The whole enterprise, from the show-opener video featuring Kendall Jenner, apparently forced to take mass transit — a futuristic subway — and watch various sets of twins engage in stylish dance-offs, to the double-jointed dancers that periodically performed during the show to the clothes, was extremely nostalgic for the early Nineties. Fans of Prince might draw a connection to his 1991 album “Diamonds and Pearls,” featuring “twin” dancers Diamond and Pearl. Asking questions about the stylistic value of a Balmain x H&M collection is a rhetorical exercise, although the show and its marketing strategy did seem to answer the industry question about whether fashion shows should be consumer events: In this case, yeah.
Of course, Rousteing drew a gaggle of “It” girls to his front row, including Kylie Jenner, Jessica Hart, Martha Hunt and Diane Kruger. The Backstreet Boys’ appearance was orchestrated by the designer himself. “He’s a big fan,” Carter said after performing a three-song set that included “Everybody,” “Larger Than Life,” and “I Want It That Way” — all, by the way, the designer’s requests.
In turn, were the Boys familiar with Rousteing’s maximalist pop stylings? “Oh yeah, it was an honor to be here,” Carter continued. Indeed it must have been — it’s been a while since the group of five, who hail from Orlando, Florida, coincided with the fashion world, and it might be some time before they meet again. After finishing a world tour, the most high-profile engagement listed on their official site is a European cruise next spring.

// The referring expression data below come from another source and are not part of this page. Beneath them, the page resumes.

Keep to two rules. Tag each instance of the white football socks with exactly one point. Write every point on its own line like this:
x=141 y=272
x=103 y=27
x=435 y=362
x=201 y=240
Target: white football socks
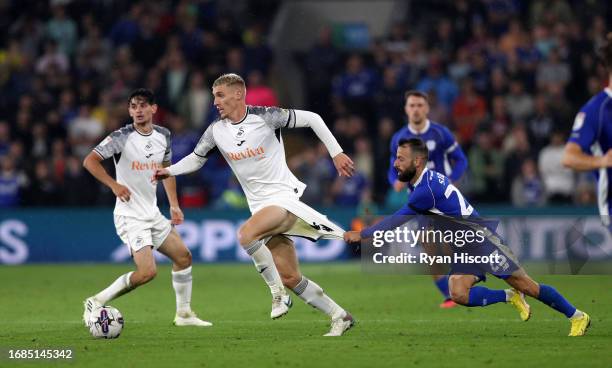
x=264 y=263
x=313 y=295
x=119 y=287
x=182 y=284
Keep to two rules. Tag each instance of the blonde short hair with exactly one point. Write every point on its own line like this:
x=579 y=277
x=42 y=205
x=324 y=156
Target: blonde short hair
x=229 y=79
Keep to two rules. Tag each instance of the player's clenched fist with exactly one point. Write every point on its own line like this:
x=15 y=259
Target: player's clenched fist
x=352 y=237
x=344 y=165
x=160 y=174
x=122 y=192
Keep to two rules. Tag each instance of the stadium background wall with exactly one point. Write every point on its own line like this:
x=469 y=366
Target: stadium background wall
x=88 y=235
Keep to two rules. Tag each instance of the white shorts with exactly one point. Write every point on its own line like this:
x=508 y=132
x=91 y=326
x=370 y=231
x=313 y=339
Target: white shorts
x=137 y=233
x=310 y=224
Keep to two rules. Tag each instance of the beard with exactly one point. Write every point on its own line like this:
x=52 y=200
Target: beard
x=406 y=175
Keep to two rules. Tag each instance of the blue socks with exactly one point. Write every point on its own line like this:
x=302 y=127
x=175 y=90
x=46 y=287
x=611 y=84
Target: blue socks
x=442 y=284
x=481 y=296
x=551 y=297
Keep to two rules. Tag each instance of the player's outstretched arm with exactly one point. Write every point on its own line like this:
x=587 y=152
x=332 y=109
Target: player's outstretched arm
x=188 y=164
x=574 y=158
x=93 y=165
x=343 y=163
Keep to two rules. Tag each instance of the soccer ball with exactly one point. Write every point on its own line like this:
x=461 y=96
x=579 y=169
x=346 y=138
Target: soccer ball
x=106 y=323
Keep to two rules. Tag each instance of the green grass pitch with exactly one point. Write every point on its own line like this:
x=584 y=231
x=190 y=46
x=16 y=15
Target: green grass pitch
x=399 y=322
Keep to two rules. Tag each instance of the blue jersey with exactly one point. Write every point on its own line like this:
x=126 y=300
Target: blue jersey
x=432 y=193
x=445 y=154
x=592 y=131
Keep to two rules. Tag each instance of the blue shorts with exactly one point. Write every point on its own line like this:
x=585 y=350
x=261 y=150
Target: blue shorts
x=502 y=262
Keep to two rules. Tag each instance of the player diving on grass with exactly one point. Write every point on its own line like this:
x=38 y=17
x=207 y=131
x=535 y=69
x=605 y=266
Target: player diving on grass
x=432 y=193
x=445 y=155
x=137 y=150
x=249 y=139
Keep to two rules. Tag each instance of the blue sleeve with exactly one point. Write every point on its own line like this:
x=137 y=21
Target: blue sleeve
x=455 y=154
x=584 y=131
x=389 y=222
x=391 y=173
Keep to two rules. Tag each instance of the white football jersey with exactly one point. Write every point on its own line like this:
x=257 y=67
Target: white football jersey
x=136 y=157
x=254 y=149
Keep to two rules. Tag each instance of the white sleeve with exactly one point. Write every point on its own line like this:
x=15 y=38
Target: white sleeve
x=313 y=120
x=188 y=164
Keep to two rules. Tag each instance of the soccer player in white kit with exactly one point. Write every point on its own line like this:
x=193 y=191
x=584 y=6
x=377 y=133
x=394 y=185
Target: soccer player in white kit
x=249 y=139
x=137 y=150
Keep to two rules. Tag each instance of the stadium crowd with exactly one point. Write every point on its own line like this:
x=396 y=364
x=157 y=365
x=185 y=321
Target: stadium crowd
x=507 y=77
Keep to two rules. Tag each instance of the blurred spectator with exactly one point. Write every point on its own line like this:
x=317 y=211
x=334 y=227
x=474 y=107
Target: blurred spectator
x=74 y=180
x=126 y=30
x=84 y=132
x=42 y=191
x=559 y=181
x=356 y=86
x=520 y=103
x=553 y=71
x=469 y=110
x=500 y=121
x=315 y=169
x=486 y=169
x=52 y=60
x=527 y=188
x=176 y=77
x=436 y=81
x=12 y=183
x=196 y=103
x=5 y=137
x=258 y=93
x=533 y=64
x=62 y=30
x=541 y=124
x=256 y=51
x=349 y=191
x=517 y=150
x=148 y=45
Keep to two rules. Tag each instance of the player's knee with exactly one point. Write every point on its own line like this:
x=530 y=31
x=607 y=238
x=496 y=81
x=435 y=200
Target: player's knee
x=184 y=260
x=145 y=275
x=529 y=288
x=245 y=236
x=460 y=295
x=291 y=280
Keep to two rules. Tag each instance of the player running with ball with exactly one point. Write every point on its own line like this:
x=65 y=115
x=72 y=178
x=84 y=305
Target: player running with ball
x=137 y=150
x=249 y=139
x=432 y=193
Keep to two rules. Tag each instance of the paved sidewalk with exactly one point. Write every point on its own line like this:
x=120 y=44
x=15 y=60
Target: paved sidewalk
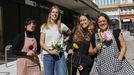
x=11 y=66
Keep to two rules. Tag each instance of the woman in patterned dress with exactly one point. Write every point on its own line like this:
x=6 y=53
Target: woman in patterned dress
x=53 y=32
x=26 y=46
x=110 y=60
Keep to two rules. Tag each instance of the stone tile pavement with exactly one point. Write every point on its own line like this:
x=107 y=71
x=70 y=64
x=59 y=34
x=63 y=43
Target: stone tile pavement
x=11 y=65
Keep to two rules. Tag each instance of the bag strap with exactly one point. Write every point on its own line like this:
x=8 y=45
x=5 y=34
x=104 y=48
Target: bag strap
x=116 y=35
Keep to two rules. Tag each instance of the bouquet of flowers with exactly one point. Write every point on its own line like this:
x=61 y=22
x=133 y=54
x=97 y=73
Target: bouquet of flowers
x=57 y=46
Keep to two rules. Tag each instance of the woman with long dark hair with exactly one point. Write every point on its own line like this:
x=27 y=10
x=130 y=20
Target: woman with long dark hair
x=51 y=41
x=79 y=46
x=27 y=47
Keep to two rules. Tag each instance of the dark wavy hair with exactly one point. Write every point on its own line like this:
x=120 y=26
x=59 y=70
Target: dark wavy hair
x=79 y=33
x=105 y=16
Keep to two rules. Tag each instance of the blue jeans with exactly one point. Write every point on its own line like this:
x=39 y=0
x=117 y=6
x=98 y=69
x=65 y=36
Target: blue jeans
x=54 y=64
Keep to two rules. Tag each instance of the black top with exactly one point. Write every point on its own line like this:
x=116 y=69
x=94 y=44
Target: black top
x=18 y=43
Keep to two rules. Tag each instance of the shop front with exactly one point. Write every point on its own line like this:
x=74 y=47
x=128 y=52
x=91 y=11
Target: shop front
x=127 y=22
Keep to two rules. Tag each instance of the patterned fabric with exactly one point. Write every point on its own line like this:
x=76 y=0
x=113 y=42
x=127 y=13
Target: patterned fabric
x=108 y=64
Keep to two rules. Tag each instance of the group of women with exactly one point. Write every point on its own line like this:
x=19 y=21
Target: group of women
x=83 y=46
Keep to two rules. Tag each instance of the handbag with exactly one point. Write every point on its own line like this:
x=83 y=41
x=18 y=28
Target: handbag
x=79 y=59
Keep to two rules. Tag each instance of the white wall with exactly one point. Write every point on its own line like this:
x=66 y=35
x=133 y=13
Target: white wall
x=1 y=38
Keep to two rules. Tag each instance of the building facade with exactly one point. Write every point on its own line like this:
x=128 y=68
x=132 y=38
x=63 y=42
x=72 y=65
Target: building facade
x=121 y=12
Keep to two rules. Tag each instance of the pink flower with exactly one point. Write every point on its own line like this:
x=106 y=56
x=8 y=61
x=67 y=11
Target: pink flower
x=107 y=36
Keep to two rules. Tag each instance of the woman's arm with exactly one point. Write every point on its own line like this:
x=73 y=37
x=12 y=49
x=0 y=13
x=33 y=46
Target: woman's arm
x=122 y=47
x=18 y=43
x=42 y=42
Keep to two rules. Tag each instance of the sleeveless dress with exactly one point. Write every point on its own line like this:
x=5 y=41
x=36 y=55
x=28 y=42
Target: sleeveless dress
x=108 y=64
x=28 y=65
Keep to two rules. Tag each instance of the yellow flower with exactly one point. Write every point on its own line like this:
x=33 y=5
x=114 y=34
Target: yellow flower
x=75 y=46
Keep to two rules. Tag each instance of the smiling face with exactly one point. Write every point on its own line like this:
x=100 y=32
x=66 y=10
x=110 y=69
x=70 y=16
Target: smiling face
x=84 y=22
x=102 y=23
x=54 y=14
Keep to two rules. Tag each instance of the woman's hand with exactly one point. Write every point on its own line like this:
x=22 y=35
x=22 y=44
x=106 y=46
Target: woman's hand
x=53 y=51
x=70 y=51
x=99 y=46
x=31 y=53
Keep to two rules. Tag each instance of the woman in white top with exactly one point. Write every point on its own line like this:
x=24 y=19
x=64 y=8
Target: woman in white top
x=51 y=34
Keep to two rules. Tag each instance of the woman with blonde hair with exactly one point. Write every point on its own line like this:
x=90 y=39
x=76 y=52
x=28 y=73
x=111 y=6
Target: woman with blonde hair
x=80 y=45
x=51 y=36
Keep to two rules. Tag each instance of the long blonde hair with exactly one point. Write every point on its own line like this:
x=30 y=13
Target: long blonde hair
x=58 y=22
x=79 y=33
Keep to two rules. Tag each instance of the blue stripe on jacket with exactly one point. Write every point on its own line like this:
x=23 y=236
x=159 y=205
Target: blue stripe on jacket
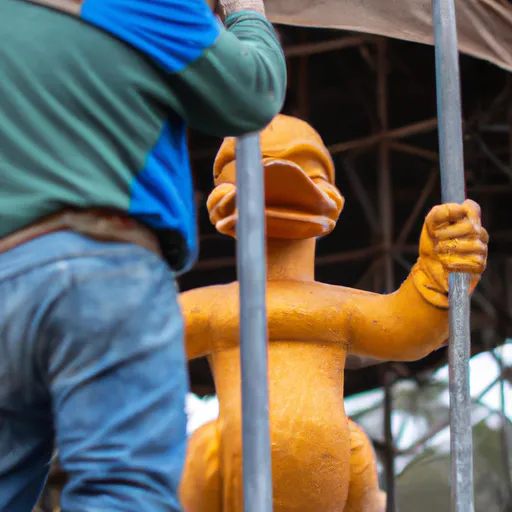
x=173 y=33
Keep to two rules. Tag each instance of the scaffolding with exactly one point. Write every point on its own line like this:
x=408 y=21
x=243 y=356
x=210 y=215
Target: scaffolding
x=492 y=311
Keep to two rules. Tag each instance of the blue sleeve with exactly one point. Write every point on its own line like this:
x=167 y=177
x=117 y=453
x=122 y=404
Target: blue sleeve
x=173 y=33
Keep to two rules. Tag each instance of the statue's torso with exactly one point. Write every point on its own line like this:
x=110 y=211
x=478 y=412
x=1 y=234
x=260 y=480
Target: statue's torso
x=309 y=431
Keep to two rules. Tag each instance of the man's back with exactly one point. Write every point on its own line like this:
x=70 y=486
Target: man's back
x=93 y=113
x=80 y=112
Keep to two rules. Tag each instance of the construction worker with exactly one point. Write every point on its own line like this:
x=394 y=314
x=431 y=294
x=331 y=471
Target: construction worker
x=96 y=218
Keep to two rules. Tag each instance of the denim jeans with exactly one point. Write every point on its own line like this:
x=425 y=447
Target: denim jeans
x=92 y=359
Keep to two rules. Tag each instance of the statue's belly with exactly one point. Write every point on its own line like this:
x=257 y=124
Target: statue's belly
x=309 y=431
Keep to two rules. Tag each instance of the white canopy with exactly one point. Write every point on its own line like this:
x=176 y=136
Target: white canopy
x=484 y=26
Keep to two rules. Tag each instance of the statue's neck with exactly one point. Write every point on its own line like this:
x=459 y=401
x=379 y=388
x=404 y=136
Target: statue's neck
x=292 y=260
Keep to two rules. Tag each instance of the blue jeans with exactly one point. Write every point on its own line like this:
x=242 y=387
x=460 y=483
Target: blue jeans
x=91 y=356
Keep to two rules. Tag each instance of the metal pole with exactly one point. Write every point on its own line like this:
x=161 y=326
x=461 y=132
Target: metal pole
x=251 y=266
x=453 y=191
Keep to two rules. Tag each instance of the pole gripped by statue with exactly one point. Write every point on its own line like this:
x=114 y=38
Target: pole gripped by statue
x=453 y=191
x=251 y=268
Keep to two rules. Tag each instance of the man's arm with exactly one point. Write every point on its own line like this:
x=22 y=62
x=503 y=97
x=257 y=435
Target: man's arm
x=222 y=81
x=238 y=84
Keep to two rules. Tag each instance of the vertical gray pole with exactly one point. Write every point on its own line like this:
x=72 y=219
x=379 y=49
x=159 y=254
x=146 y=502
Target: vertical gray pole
x=251 y=266
x=453 y=191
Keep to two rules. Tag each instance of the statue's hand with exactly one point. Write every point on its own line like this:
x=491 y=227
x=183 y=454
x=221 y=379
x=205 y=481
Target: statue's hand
x=452 y=240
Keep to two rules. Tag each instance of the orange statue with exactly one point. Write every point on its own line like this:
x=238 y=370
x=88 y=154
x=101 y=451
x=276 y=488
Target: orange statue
x=320 y=460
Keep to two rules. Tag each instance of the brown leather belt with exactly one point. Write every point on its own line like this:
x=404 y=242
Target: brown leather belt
x=100 y=224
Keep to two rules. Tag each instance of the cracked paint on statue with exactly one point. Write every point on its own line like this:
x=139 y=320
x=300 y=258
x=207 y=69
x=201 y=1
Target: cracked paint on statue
x=320 y=459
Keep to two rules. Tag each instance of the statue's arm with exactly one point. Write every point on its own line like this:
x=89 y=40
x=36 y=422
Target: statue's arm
x=402 y=326
x=197 y=307
x=412 y=322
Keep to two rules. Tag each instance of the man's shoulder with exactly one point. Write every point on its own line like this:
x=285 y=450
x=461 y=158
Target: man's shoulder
x=173 y=33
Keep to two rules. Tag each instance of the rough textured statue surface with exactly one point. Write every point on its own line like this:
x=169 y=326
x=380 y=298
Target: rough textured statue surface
x=321 y=461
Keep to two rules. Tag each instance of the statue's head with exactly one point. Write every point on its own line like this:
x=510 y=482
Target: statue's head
x=301 y=200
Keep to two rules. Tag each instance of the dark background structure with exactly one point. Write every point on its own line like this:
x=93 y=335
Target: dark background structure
x=373 y=101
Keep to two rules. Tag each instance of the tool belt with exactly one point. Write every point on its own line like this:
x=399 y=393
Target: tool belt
x=99 y=224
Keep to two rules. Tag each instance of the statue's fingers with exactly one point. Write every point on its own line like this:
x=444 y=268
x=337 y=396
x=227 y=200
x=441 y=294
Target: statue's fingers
x=473 y=264
x=483 y=235
x=445 y=214
x=473 y=210
x=462 y=229
x=462 y=247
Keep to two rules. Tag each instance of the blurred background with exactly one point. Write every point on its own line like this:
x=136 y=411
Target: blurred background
x=373 y=101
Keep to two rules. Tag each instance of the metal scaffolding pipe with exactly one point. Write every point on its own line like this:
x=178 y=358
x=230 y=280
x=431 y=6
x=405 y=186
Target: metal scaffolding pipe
x=251 y=267
x=453 y=190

Before they posed for selfies with fans — everyone from Alexa Chung and Chelsea Leyland to street-style personality Di Mondo — Carter was asked about the hashtag used to promote the event: #hmbalmaination. What, pray tell, is Balmain nation? A democracy? A principality occupied only by those with more than a million followers on Instagram?
“It’s nice to be part of something so powerful and elegant and something that actually stands for something,” Carter said with the sincerity of a fashion outsider. If he couldn’t quite put his finger on the founding principles of #hmbalmaination, the competitive post-show shopping scene painted a clear picture of its constitution of conspicuous consumption.
“They’re like cheetahs. It’s worse than Black Friday,” said one shopper of the pop-up battleground. In the center of it stood Rousteing, pleased with his disciples’ conduct. “I’m so happy. I’m so proud. It’s like a big achievement as a designer and as a person,” he said with Napoleonic conviction. “Tonight is just the pop-up store. On Nov. 5, it’ll be available to the whole world. This is just the beginning.”